The prototype, known as Dot Matrix Game 001, or DMG-001, had been pitched to Yamauchi-san, with the speculation that it would sell twenty-five million units, when it was shown to Nintendo of America president, Minoru Arakawa, he was convinced he would be able to shift one-hundred million units in the United States. Bold figures, but Nintendo was confident in their product, even if internally some employees laughed at the humble hardware being produced. Nintendo had managed to make a superstar out of Mario when it had bundled Super Mario Bros with the original Nintendo Entertainment System, and they were doubling down that the same would happen with Tetris.


Still, the development of the prototype console was underway, and with high hopes for sales, Nintendo knew they could be onto a winner, possibly even rivalling the sales of their home console product. This new product needed a name though, and that's where Sony, future console rivals of Nintendo, would indirectly influence Nintendo's name choice. The previous decade had seen the rise of the Sony Walkman, a portable cassette player, that was revolutionary at the time. Nintendo liked the name, and wanted to come up with something as fitting for their new revolutionary portable product, the chose game because of what the product did and boy to appeal to a younger audience. So the DMG-001 became the Game Boy, although it's code designation of DMG-001 would stick with it as a product name.
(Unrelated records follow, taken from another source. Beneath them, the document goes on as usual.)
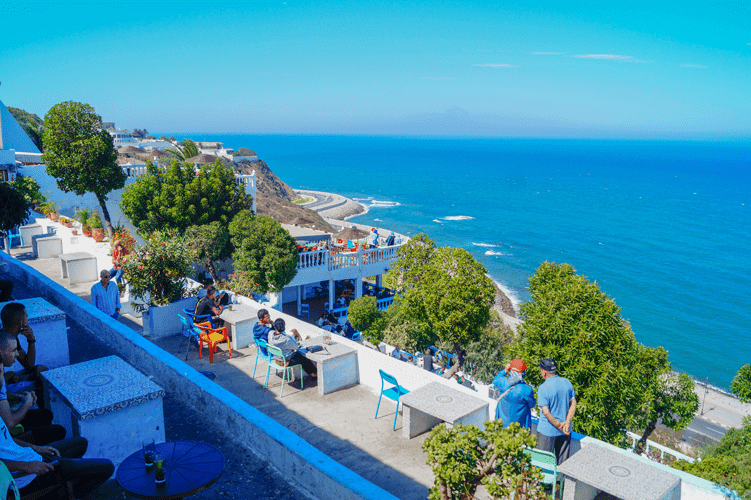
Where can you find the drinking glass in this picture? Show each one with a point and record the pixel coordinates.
(158, 469)
(149, 450)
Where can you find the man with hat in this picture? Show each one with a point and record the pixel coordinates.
(557, 402)
(517, 398)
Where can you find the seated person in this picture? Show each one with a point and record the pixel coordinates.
(427, 360)
(321, 320)
(262, 329)
(86, 474)
(206, 306)
(289, 347)
(222, 297)
(36, 421)
(16, 322)
(348, 331)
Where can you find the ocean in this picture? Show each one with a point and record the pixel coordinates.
(663, 227)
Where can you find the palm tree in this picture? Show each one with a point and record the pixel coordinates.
(187, 150)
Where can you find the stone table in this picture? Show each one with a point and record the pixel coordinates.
(78, 267)
(239, 322)
(431, 404)
(48, 324)
(110, 403)
(595, 469)
(336, 364)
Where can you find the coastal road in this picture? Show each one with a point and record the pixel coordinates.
(702, 432)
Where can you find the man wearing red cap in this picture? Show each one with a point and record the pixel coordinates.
(517, 398)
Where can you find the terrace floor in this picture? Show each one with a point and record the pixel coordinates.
(340, 424)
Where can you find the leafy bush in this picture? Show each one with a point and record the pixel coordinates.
(465, 457)
(157, 271)
(741, 385)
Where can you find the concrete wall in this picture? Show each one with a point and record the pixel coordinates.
(300, 462)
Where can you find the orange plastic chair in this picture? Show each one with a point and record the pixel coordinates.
(212, 336)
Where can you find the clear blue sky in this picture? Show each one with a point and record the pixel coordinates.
(656, 69)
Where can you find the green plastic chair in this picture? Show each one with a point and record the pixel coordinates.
(7, 481)
(547, 462)
(277, 362)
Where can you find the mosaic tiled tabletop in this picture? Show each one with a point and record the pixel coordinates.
(443, 402)
(102, 386)
(39, 310)
(615, 473)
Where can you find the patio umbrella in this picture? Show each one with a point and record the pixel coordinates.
(351, 233)
(202, 159)
(130, 149)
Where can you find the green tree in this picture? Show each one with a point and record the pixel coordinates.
(444, 287)
(464, 457)
(156, 271)
(80, 155)
(187, 149)
(741, 384)
(179, 197)
(485, 355)
(264, 250)
(364, 316)
(669, 398)
(14, 210)
(29, 189)
(574, 322)
(728, 463)
(210, 242)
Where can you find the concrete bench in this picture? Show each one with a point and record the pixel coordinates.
(46, 246)
(29, 231)
(78, 267)
(110, 403)
(431, 404)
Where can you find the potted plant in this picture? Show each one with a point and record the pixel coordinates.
(82, 216)
(156, 274)
(97, 231)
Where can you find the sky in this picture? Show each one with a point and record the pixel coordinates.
(586, 69)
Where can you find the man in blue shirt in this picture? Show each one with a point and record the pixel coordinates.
(105, 296)
(262, 328)
(517, 398)
(557, 402)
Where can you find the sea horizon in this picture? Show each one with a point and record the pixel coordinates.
(660, 225)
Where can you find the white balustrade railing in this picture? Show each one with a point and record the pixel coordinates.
(312, 259)
(663, 449)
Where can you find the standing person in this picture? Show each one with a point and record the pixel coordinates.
(517, 398)
(289, 347)
(207, 307)
(105, 296)
(118, 251)
(557, 402)
(262, 329)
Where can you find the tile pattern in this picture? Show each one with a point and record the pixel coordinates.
(102, 386)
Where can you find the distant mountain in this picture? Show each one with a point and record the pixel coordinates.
(31, 124)
(275, 197)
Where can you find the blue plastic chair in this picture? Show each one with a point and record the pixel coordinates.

The controller for the handheld console was a direct duplicate of the control pad for the Famicom/NES, put into the body of the handheld. With the same button layouts players were used to, some added additions to the handheld was the ability to adjust the brightness of the screen with a dial and also increase and decrease the volume. Along with this, Nintendo provided a cable to attach two Game Boys together to allow for multiplayer. Whilst this may seem laughable today, it was cutting edge for the time.
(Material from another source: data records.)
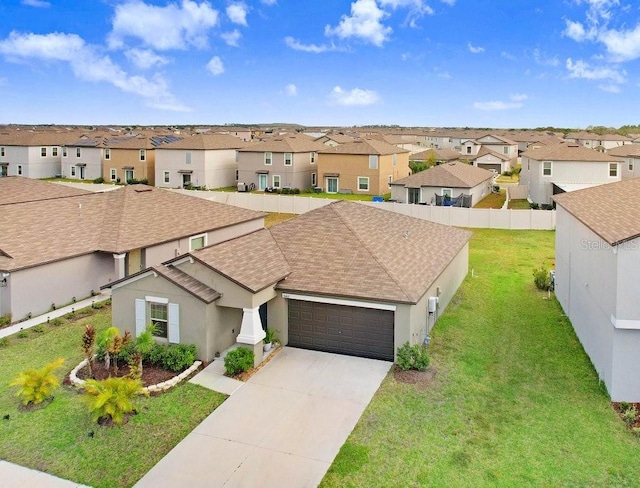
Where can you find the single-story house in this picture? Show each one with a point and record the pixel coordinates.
(597, 268)
(449, 180)
(65, 244)
(347, 278)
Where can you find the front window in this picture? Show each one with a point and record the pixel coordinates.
(363, 183)
(373, 161)
(197, 242)
(158, 316)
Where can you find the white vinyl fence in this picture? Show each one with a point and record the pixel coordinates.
(460, 217)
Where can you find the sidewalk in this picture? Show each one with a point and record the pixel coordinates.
(42, 319)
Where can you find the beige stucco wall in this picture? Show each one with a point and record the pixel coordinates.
(352, 166)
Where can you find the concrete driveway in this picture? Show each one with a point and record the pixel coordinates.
(283, 427)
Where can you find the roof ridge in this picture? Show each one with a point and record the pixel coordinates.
(365, 246)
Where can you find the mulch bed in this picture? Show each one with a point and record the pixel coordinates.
(414, 377)
(151, 375)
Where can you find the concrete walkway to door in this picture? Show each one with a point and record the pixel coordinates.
(283, 427)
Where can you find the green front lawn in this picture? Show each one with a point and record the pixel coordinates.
(57, 438)
(515, 400)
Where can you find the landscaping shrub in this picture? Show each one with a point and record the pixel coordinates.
(238, 360)
(542, 278)
(412, 357)
(36, 385)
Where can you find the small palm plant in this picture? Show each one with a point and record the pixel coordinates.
(112, 398)
(36, 385)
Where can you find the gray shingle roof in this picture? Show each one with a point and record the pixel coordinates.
(610, 210)
(448, 175)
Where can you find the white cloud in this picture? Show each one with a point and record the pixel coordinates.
(88, 64)
(515, 101)
(36, 3)
(365, 23)
(174, 26)
(215, 66)
(583, 70)
(354, 97)
(237, 13)
(474, 49)
(309, 48)
(145, 58)
(291, 90)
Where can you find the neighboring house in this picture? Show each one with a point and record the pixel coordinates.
(566, 167)
(32, 154)
(200, 160)
(449, 180)
(281, 162)
(368, 166)
(68, 243)
(631, 155)
(132, 157)
(597, 267)
(82, 159)
(347, 278)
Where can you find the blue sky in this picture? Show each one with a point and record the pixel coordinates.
(495, 63)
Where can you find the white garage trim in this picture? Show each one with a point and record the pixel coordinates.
(340, 301)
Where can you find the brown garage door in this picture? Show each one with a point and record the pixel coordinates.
(341, 329)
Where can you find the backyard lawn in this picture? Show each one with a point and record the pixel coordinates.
(514, 402)
(61, 438)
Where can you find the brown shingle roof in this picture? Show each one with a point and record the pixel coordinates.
(568, 152)
(253, 261)
(366, 146)
(17, 189)
(353, 250)
(448, 175)
(610, 210)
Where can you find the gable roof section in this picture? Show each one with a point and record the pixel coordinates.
(353, 250)
(610, 210)
(18, 189)
(568, 152)
(448, 175)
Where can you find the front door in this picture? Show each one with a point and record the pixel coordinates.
(262, 182)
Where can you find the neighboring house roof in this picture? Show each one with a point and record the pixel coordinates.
(610, 210)
(17, 189)
(448, 175)
(350, 249)
(627, 150)
(568, 152)
(365, 146)
(131, 217)
(207, 142)
(253, 261)
(443, 154)
(281, 144)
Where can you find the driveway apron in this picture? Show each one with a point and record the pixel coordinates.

The handheld was powered by a custom 8-bit Sharp x80 core at 4.19 MHz, almost twice as fast as the chip that powered the Famicom/NES, and with 4kb of memory onboard, again, double what its home console big brother had, the system had some impressive specifications for its time.


With the packaged game ready, the hardware fixed and ready to go, and a name chosen, Nintendo Research and Development 1's new baby was ready to face the world, but what did the world have in store for it?
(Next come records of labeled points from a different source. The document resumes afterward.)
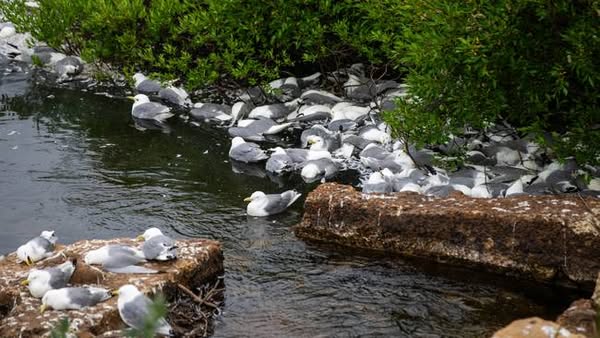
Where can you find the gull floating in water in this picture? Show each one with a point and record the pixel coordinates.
(144, 85)
(41, 281)
(118, 258)
(145, 110)
(37, 248)
(158, 246)
(134, 308)
(74, 298)
(246, 152)
(262, 204)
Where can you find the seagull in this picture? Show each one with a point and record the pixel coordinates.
(211, 112)
(246, 152)
(134, 309)
(144, 109)
(323, 168)
(262, 204)
(40, 281)
(68, 67)
(118, 259)
(176, 96)
(279, 161)
(158, 246)
(74, 298)
(37, 248)
(144, 85)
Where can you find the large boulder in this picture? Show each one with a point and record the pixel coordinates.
(553, 239)
(200, 261)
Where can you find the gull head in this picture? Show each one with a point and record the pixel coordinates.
(255, 195)
(127, 292)
(152, 232)
(316, 143)
(49, 235)
(139, 77)
(236, 141)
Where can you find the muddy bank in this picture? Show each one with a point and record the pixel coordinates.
(552, 239)
(200, 263)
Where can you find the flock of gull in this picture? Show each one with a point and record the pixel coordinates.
(51, 283)
(347, 133)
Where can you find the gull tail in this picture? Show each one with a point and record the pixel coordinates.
(132, 269)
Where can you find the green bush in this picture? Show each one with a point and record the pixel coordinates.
(196, 40)
(533, 63)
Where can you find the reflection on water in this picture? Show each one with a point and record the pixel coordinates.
(76, 163)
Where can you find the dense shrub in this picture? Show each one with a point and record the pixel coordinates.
(531, 62)
(198, 40)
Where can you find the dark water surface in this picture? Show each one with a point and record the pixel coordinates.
(74, 162)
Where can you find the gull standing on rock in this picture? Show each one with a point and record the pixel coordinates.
(118, 259)
(134, 308)
(246, 152)
(262, 204)
(144, 109)
(74, 298)
(37, 248)
(158, 246)
(144, 85)
(41, 281)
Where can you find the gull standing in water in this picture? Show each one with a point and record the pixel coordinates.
(262, 204)
(74, 298)
(145, 110)
(41, 281)
(118, 259)
(134, 308)
(158, 246)
(37, 248)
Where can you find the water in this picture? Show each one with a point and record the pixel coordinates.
(73, 162)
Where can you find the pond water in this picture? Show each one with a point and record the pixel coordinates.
(72, 161)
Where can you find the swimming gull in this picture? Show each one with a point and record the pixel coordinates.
(158, 246)
(176, 96)
(37, 248)
(134, 309)
(323, 168)
(144, 85)
(262, 204)
(39, 281)
(118, 259)
(246, 152)
(143, 109)
(74, 298)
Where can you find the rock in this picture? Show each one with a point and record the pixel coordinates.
(199, 262)
(580, 318)
(319, 97)
(535, 327)
(552, 239)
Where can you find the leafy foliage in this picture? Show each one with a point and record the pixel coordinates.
(531, 62)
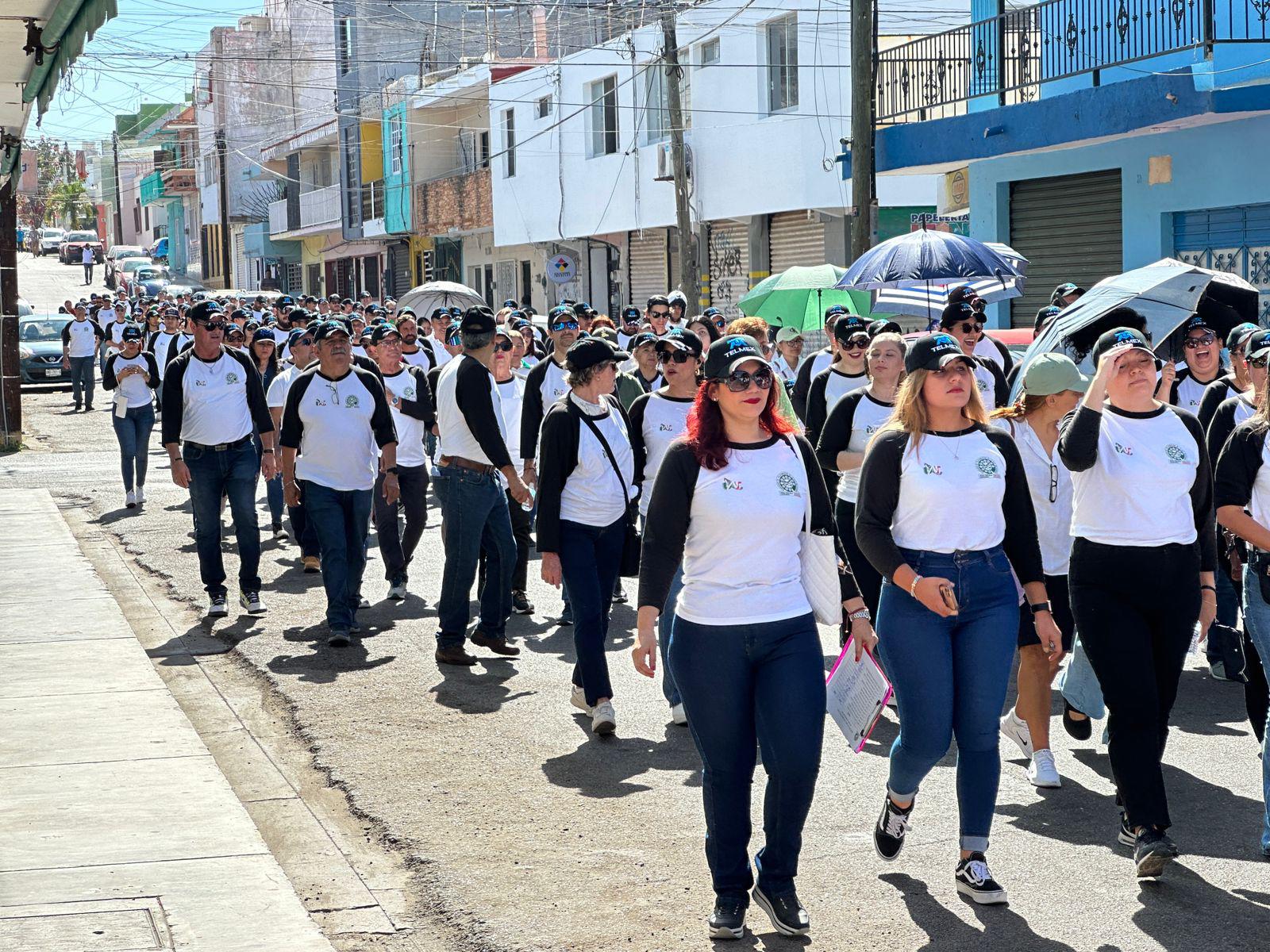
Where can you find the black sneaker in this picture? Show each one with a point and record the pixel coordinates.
(891, 829)
(975, 880)
(1151, 854)
(787, 913)
(728, 919)
(1080, 730)
(521, 605)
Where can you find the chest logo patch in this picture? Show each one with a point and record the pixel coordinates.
(987, 467)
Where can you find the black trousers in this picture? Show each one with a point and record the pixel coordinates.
(397, 546)
(1136, 608)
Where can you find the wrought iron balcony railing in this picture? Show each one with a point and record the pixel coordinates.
(1009, 57)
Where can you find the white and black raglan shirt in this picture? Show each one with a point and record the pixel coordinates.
(544, 385)
(413, 414)
(337, 425)
(214, 401)
(1242, 478)
(851, 424)
(137, 391)
(657, 420)
(1229, 416)
(82, 338)
(1140, 479)
(470, 413)
(577, 482)
(827, 389)
(737, 532)
(952, 492)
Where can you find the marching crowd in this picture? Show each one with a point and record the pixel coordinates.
(1113, 518)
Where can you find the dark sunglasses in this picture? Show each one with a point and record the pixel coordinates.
(740, 381)
(1197, 343)
(675, 357)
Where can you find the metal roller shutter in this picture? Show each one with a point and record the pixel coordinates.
(795, 240)
(729, 264)
(647, 264)
(1068, 228)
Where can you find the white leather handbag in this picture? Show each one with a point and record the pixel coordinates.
(819, 560)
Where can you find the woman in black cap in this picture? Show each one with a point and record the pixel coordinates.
(945, 517)
(135, 374)
(1143, 558)
(588, 478)
(729, 503)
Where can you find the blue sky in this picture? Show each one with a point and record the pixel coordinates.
(137, 56)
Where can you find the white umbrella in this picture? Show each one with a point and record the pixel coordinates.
(429, 298)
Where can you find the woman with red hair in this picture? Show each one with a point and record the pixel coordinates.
(729, 503)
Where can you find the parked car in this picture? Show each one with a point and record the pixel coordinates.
(48, 241)
(114, 257)
(40, 348)
(71, 251)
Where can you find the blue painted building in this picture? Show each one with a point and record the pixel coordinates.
(1094, 136)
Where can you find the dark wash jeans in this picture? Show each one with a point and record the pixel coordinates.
(474, 517)
(340, 518)
(590, 562)
(741, 683)
(228, 473)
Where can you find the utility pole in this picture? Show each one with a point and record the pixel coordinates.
(690, 279)
(118, 190)
(221, 156)
(864, 225)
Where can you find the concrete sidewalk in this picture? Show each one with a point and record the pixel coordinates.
(117, 829)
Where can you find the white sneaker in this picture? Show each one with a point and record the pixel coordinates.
(1041, 771)
(1018, 731)
(603, 720)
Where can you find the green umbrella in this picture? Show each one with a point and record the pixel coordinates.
(798, 298)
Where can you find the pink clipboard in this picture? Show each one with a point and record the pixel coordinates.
(887, 696)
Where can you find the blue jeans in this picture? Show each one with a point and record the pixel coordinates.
(474, 517)
(590, 562)
(950, 678)
(340, 518)
(133, 435)
(83, 378)
(664, 630)
(1257, 617)
(272, 488)
(214, 475)
(741, 683)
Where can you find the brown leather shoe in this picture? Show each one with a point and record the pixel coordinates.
(497, 645)
(455, 655)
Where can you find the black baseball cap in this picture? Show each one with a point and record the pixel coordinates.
(478, 321)
(1119, 336)
(933, 352)
(679, 340)
(591, 351)
(728, 353)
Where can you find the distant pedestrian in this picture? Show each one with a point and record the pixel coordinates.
(213, 397)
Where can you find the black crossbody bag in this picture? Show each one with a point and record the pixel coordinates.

The Game Boy sold out everywhere. Selling seven million more units than the twenty-five million estimated, but that doesn't mean it was all smooth sailing for the Game Boy. Challengers would appear on the horizon.


Sega's Game Gear, and the Atari Lynx were both technically superior consoles, and whilst they could produce visuals far more appealing than the humble monochromatic graphics players received on the Game Boy, Yokoi-san's wise choice to forego a colour screen for good battery life paid off, with the handheld smashing its technically superior rivals, and long after the rivals had fell into ruin, the Game Boy was still going strong. It would receive an upgraded colour version in 1998, and whilst marketed as a new console, the Game Boy Color was at its heart still the Game Boy.


The system would be responsible for introducing gamers to the Pokémon series, as well as giving us unique adventures such as the Super Mario Land adventures, and new Legend of Zelda games, along with an expansive library of games for the system. By the time the handheld was doing its victory lap with the Game Boy Pocket, the Game Boy was already a symbol of pop culture and one of the icons on the 90s. The name Game Boy would live on until 2008, when it's 32-bit successor, the Game Boy Advance was retired.


The Game Boy sold a staggering 118.69 million units over its lifetime, and is still remembered today by fans the world over. Speak to many gamers from the nineties, and most of them will tell you they played a Game Boy. It is the second-best selling handheld of all-time, only being surpassed by the Nintendo DS, and the third-best selling console of all-time.


With the Game Boy turning 30, that's quite the list of achievements for a humble little console people laughed at.